One of the biggest attractions of shopping on the island is undeniably the low duties that are applied to certain imported goods, which means that one can find a series of products at prices that are between 10 and 30 percent lower than in the rest of the European territory. Thus, one will find very competitive prices on the island for perfumes, cosmetics, tobacco, alcohol and, to a lesser extent, electronic apparatus and motor vehicles.

There are competitive shopping areas in all the towns and cities on the island, although one finds the biggest number in Las Palmas de Gran Canaria, one of the most notable being the traditional and bustling shopping area of Triana, where one can admire all the historic buildings that house an enormous variety of shops on their ground floors. Gran Canaria has also undergone important developments as far as shopping centres are concerned. Of the twenty-odd shopping centres on the island, the following stand out on account of their modern designs: the Las Arenas, La Ballena, 7 Palmas and El Muelle shopping centres in Las Palmas de Gran Canaria; the Atlántico and La Ciel shopping centres in Santa Lucía; and the Faro 2 and Meloneras shopping centres in San Bartolomé de Tirajana.

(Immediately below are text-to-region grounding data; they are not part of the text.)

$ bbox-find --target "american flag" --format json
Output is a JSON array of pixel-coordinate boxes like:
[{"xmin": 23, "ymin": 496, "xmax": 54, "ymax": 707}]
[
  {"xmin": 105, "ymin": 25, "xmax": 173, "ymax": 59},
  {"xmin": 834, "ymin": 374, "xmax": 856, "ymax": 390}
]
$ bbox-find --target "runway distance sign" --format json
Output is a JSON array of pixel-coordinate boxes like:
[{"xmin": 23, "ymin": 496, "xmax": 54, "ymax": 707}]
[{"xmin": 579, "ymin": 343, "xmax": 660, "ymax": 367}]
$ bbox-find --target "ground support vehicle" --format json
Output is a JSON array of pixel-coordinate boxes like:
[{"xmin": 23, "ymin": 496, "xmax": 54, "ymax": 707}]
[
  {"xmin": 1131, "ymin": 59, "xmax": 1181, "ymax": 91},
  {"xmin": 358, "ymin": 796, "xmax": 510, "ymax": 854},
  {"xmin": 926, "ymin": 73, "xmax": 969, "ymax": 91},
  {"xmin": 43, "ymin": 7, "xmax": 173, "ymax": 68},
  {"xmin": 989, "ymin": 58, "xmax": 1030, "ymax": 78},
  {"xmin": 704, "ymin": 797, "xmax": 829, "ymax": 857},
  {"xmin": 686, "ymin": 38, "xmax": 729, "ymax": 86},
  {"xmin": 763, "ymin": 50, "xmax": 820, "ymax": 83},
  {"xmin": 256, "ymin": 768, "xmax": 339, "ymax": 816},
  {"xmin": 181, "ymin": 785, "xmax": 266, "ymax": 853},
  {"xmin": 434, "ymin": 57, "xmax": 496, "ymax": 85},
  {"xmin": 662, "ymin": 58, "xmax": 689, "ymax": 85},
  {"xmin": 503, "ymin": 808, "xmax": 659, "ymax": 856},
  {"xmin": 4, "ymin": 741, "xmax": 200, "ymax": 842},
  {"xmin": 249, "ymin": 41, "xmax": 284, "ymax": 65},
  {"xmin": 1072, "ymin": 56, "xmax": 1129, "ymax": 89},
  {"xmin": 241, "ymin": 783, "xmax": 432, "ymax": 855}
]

The current legislation imposes limitations on business hours on the island. In general terms, businesses may open for a maximum of 72 hours per week, while they are required to close on Sundays and public holidays, except for 9 such days per year, which are determined each year for the respective islands. However, the legislation in question makes provision for the progressive relaxation of these limitations. Furthermore, tourist enclaves are exempted from the restrictions in question, with traders having absolute freedom to determine their opening days and times. Most businesses are open between 10:00 and 20:00, although some close between 13:30 and 16:30.


One will find street markets in virtually every town on the island of Gran Canaria. These markets are characterised by the large variety of products that are on sale, ranging from products that are handmade by craftsmen to the most diverse imported objects, the prices always being very good. Furthermore, in Gran Canaria one will find an open street market virtually every day of the week, although most of these markets only trade on weekends, these being the days when one finds the greatest influx of local inhabitants, who know that they are assured of a picturesque and entertaining walk among the stalls, while they also have the possibility of buying fresh local produce and other interesting products, even including items of basic necessity, such as footwear and clothing.


All this takes place in the calm manner that is characteristic of the people of Gran Canaria, turning every market day into a festive occasion, during which it is obligatory to take a break and enjoy some "enyesque" (an aperitif).

There are two types of street markets on the island: firstly, there are the markets in the southern towns, which are clearly aimed at the tourism market with the sale of gifts and souvenirs, and, secondly, the markets of the interior, which are genuine centres for the provisioning of the local inhabitants. Many of the latter markets have a tradition of farmers, stockbreeders, cheese makers and confectioners who go to the markets every week to sell their products.